Now’s the time for advisers to think globally, but act locally


The financial advice industry prides itself on its service to, and engagement with, its community.

A quick stroll through the mission statements of the major wirehouses, IBDs and RIA networks invariably presents the reader with a variety of statements about the importance of relationships and personalized support. The opportunity is always available to the adviser community to think globally — but act locally — and current events provide us all an opportunity to execute that mantra in a meaningful way.

This week’s cover story by Mark Schoeff Jr. highlights the long-term efforts advisers make to provide clients with opportunities to support charities and manage their assets in a way that enables long-term, responsible charitable giving.

Mr. Schoeff reports that donor-advised funds have seen significant growth, particularly since new tax laws came into effect in 2017. Total contributions to DAFs grew by 20% in 2018 to $37.12 billion, according to the National Philanthropic Trust. Those donations represented 12.7% of all individual giving. A total of $23.42 billion was granted from DAFs in 2018, up from $19.7 billion in 2017. The total charitable assets in DAFs was $121.42 billion in 2018, up from $112.10 billion in 2017. The community’s broad philanthropic efforts cannot be denied.

The topic was chosen well before any of us gave social distancing and COVID-19 a moment’s thought. But now, amid the reality of a unique global challenge, the chance presents itself for advisers to take that global commitment and act locally. As UBS chief investment officer Mark Haefele tweeted last Thursday: “In Europe and the United States, it is now our turn to step up and follow the advice of authorities to protect our communities.”

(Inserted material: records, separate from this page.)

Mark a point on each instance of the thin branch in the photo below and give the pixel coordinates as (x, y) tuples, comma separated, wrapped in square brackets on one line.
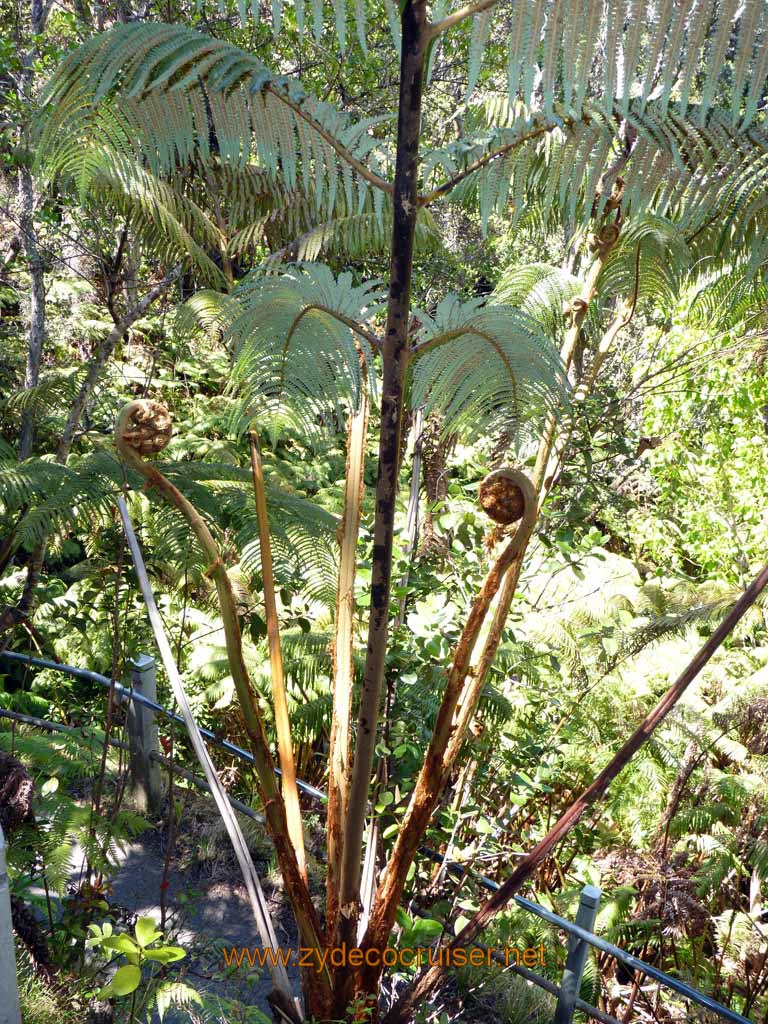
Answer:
[(436, 28), (359, 167)]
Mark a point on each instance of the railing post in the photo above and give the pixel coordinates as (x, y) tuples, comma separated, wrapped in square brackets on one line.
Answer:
[(578, 949), (10, 1012), (142, 737)]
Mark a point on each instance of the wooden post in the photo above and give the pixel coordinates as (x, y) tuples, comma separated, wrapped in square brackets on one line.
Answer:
[(142, 736), (578, 948), (10, 1012)]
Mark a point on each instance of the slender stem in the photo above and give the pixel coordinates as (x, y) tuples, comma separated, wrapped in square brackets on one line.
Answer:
[(343, 664), (346, 156), (280, 696), (395, 355), (591, 795)]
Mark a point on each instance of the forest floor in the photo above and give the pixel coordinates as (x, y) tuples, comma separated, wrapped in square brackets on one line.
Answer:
[(207, 907)]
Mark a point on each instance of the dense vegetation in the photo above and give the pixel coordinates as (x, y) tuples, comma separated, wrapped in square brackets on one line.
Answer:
[(550, 267)]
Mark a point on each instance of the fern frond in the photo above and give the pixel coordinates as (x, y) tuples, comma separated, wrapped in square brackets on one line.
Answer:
[(172, 96), (483, 367)]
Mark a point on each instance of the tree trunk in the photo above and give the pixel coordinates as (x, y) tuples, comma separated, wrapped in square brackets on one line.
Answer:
[(525, 868), (395, 354)]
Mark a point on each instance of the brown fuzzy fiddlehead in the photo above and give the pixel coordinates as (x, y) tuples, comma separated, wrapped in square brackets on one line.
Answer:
[(144, 427), (507, 496)]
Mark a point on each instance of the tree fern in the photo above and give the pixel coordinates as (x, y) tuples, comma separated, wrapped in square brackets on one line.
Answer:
[(172, 96)]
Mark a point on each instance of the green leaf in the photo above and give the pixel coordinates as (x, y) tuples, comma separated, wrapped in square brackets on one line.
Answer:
[(146, 932), (166, 954)]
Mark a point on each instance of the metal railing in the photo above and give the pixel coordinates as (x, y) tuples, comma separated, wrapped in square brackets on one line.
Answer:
[(142, 744)]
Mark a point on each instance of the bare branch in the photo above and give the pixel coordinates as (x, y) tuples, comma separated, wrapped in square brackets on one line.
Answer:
[(436, 28), (349, 158)]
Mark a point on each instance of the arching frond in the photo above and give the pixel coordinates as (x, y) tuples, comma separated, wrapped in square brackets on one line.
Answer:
[(540, 291), (483, 366), (298, 337), (172, 96), (694, 174), (723, 302), (651, 259)]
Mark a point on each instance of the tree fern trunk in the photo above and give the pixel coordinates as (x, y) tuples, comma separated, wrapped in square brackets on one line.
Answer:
[(39, 15), (395, 353), (338, 785)]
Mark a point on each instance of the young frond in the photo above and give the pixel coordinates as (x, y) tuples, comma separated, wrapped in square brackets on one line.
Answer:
[(173, 96), (484, 367), (540, 291), (298, 337)]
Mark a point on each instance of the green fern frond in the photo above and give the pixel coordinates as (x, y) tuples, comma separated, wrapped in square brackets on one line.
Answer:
[(484, 368), (172, 96)]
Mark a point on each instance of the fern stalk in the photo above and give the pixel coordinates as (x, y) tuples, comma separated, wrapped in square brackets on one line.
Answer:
[(280, 696), (394, 358), (525, 868), (129, 432), (343, 665), (436, 769)]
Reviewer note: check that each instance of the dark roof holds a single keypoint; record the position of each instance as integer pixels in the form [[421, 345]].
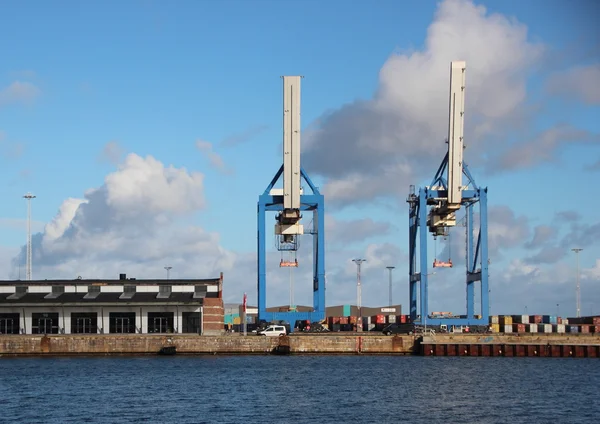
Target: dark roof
[[128, 281], [102, 298]]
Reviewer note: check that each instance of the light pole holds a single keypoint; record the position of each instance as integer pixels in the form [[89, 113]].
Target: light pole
[[390, 268], [578, 292], [358, 263], [29, 196]]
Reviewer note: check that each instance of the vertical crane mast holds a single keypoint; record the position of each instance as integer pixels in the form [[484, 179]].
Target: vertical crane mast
[[443, 214], [456, 133], [288, 220]]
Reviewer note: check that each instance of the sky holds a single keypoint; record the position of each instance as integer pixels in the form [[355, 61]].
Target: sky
[[148, 129]]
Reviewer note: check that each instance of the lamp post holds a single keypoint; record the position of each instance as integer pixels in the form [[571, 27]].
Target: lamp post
[[358, 263], [29, 196], [390, 268], [578, 290]]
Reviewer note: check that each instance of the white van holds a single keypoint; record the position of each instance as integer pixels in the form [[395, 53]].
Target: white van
[[273, 330]]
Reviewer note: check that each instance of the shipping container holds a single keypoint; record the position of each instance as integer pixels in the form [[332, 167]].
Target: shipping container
[[346, 310], [518, 328], [520, 319], [378, 319]]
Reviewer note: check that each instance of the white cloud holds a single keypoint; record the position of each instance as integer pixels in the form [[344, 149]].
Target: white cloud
[[397, 137], [19, 92]]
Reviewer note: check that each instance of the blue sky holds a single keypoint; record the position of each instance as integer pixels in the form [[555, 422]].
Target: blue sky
[[84, 85]]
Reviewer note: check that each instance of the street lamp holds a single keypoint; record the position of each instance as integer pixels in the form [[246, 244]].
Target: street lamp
[[578, 292], [358, 263], [29, 196], [390, 268], [168, 268]]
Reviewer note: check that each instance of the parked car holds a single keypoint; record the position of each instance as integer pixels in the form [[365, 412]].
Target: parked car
[[273, 330], [398, 328]]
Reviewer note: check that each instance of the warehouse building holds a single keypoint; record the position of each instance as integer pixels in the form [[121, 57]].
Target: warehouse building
[[126, 305]]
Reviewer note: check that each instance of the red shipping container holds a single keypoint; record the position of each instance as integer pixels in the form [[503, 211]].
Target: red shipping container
[[519, 328]]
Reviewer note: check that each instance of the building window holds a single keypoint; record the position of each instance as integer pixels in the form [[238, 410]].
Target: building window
[[164, 292], [9, 323], [191, 322], [160, 322], [121, 322], [44, 323], [84, 322]]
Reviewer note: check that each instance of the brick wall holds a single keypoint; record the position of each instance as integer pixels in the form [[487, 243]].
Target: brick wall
[[213, 317]]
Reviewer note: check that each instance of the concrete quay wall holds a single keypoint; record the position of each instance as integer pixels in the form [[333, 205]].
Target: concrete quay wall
[[17, 345]]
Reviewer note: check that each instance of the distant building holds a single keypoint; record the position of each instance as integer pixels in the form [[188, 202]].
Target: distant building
[[126, 305]]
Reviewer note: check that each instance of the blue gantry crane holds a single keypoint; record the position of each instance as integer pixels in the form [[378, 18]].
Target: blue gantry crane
[[435, 207], [289, 202]]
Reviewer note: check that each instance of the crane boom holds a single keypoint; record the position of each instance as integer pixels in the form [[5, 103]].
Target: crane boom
[[288, 220], [456, 133]]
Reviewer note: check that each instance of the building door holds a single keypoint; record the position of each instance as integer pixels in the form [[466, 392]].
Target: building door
[[121, 325], [191, 322], [160, 322], [122, 322], [9, 323], [160, 325], [84, 322], [6, 325], [44, 323]]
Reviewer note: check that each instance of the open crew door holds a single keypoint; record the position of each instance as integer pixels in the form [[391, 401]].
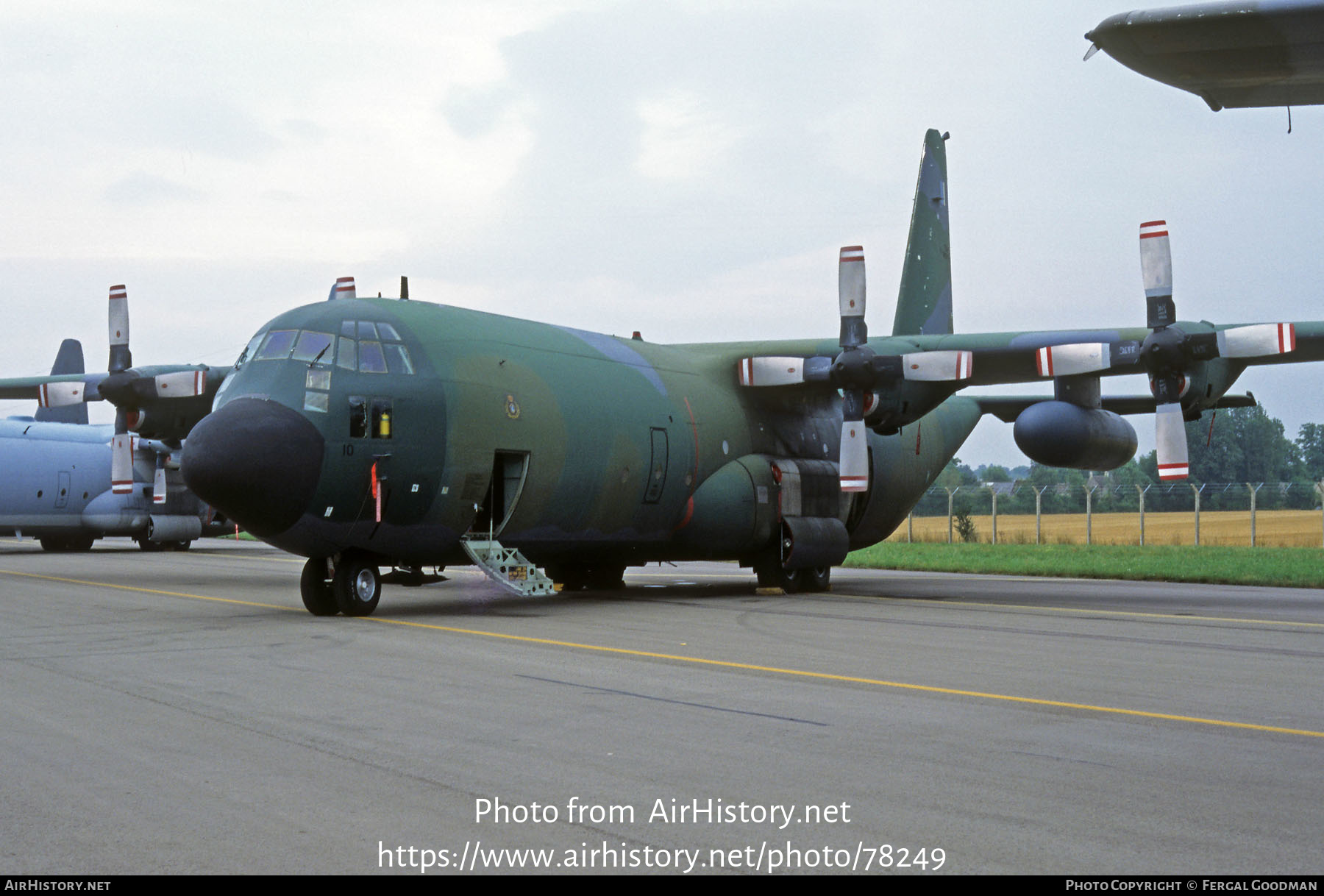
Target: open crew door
[[508, 480]]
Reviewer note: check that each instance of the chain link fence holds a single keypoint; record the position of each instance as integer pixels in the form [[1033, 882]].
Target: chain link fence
[[1099, 511]]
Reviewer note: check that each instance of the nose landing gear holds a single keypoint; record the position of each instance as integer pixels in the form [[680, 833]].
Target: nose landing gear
[[351, 586]]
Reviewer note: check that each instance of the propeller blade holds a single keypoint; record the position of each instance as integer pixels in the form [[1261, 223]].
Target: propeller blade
[[121, 359], [1171, 440], [1077, 358], [122, 463], [854, 455], [159, 480], [771, 371], [182, 384], [1257, 341], [850, 294], [1156, 270], [60, 395], [938, 367]]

And we have seen the financial advice community begin to step forward.

Supplying food

In Missouri, RIA Creative Planning increased its gift to Harvesters to $1 million. Harvesters serves a 26-county area of northwestern Missouri and northeastern Kansas, supplying food to more than 760 not-for-profit agencies, including emergency food pantries, soup kitchens, homeless shelters and children’s homes.

XY Planning Network organized a pro bono effort to help those struggling as a result of COVID-19, and its effort drew 50 volunteers in the first hour. The group is offering free emergency financial advice to those who have lost income due to reduced hours or taken unpaid sick leave as a result of COVID-19, with all advisers on the platform available to meet virtually.

Similarly, Kevin Mahoney of the financial planning firm Illumint made an offer in a video posted on Twitter to provide pro bono advice to anyone who’s been financially impacted by the coronavirus pandemic.

Severe personal impact

On a more personal but no less important note, Kitces.com senior research associate Meghaan Lurtz shared an exquisitely detailed look at the severe personal impact that crisis situations can have on advisers and clients. The research paper, available on the site, notes that a key to managing yourself and your clients lies in providing self-care and self-compassion while still caring for your peers.

A final example that stood out was Downtown Josh Brown’s tweet last Thursday morning in response to reports that the government will write a check to each U.S. adult: “Many of my followers do not have an immediate need for this cash right now. Please reply with the best place to donate that money to that will have the most IMMEDIATE positive impact.”

Five hours later, that tweet had generated 400 comments offering alternatives.

As Coretta Scott King said, “The greatness of a community is most accurately measured by the compassionate actions of its members.”

Given the good fortune many in our industry have enjoyed, now is time for the advice community to help fill a gap that is having a massive impact on entire communities, not just those who might be clients.